Rute Cardoso, Public Sector Seniour Account Executive da Microsoft, considera a utilização crescente de tecnologia no turismo como “inevitável”, pela “melhoria que tem na experiência dos clientes, bem como na eficiência operacional das empresas. Alguns exemplos de utilização tecnológica no serviço ao cliente, mostram-nos que podemos conhecer melhor o cliente/turista, como as suas preferências e, assim, adaptar as ofertas às suas necessidades e ao seu perfil”. E esta perspetiva poderá aplicar-se quer do ponto de vista do serviço individual e empresarial, admitindo que “não estaremos a afastar a componente humana, estaremos a canalizar esta componente para onde acrescenta mais valor, e tirar partido da tecnologia onde esta também faz mais sentido”.

Quem considera que a componente humana “continuará a ser primordial” é Maria Antónia Saldanha, Country Manager da Mastercard em Portugal, referindo ao Publituris que esta “é, particularmente, relevante na reconquista da confiança dos clientes, que se sentiram desincentivados a retomar a marcação de viagens e de estadias turísticas num contexto pandémico”. O complemento do atendimento humano numa experiência de regresso ao turismo pode ser “a chave para a recuperação, para jornadas mais personalizadas, customizadas, com envolvimento entre o cliente e fornecedor”, concluindo que “a tecnologia deve ser encarada como instrumental”.

Para Ana Bicho, CEO da Adclick, “o segredo está no equilíbrio”. E exemplifica: “receber a visita do chef na nossa mesa a explicar como escolheu e preparou os ingredientes da nossa refeição pode ser uma experiência fantástica, mas escolher o prato de um menu interativo que me permita personalizar, visualizar e avaliar as texturas do mesmo pode contribuir para a escolha mais acertada do que se vai consumir e por isso trazer maior satisfação à experiência”.

Promover o papel humano
Esta “luta” entre o humano e o tecnológico leva Nelson Almeida Head of Account Management Portugal&Spain da Travelport a referir que “há processos que foram agilizados pela tecnologia e irão continuar a existir otimizações de recursos e processos, por força da inovação tecnológica no setor. O capital humano irá continuar a ter um papel de muito relevo na relação com o consumidor e terá que existir um equilíbrio entre a inovação tecnológica e a mais-valia indiscutível, que o capital humano aporta ao turismo”.

Também Diogo Llorent, diretor de Operações da SIHOT, admite que a tecnologia “não deve, de todo, comprometer a componente humana, pelo contrário, deve promovê-la e torná-la mais eficaz e intrínseca”. Até porque, “em vez do pessoal despender mais tempo a introduzir os detalhes dos viajantes num computador, pode aplicá-lo melhor na consolidação de relações interpessoais diretas com o viajante”.

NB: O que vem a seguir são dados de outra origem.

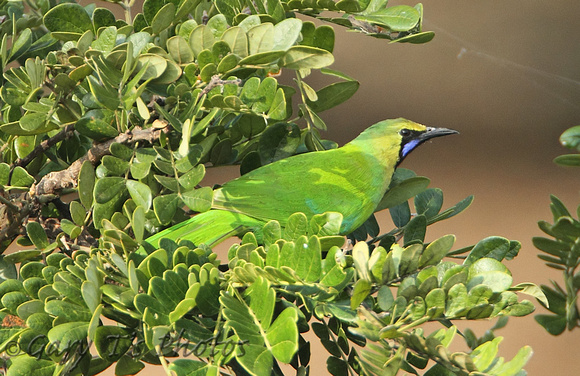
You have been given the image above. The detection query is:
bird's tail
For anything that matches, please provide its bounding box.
[139,210,264,251]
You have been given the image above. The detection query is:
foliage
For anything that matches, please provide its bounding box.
[533,126,580,335]
[0,0,545,375]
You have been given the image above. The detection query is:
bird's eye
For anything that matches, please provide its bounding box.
[399,129,411,137]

É precisamente no aproveitamento do tempo Tiago Araújo, CEO da HiJiffy, coloca a tónica, ao salientar que o objetivo da tecnologia “não passa por eliminar a componente humana, mas antes por canalizá-la para as atividades que realmente geram mais-valias, libertando o staff de tarefas repetitivas e de baixo valor acrescentado”. Ora, isto não significa “eliminar a componente humana”, até porque, segundo o executivo da HiJiffy “a componente humana vai ser sempre importantíssima”, significa, isso sim, “fazer um uso mais inteligente dos recursos humanos”.

Sérgio Pinto, beamian co-founder, termina a referir que “a transição digital surgiu para que as empresas mantivessem a sua capacidade de operação, continuassem a comunicar eficazmente com as suas audiências e para que as pessoas pudessem continuar a interagir (mesmo que à distância)”. Por isso, coloca a questão: “se tirámos partido dos benefícios até agora, faz sentido parar e regredir o progresso que, em apenas dois anos, nos colocou na vanguarda da comunicação remota?”.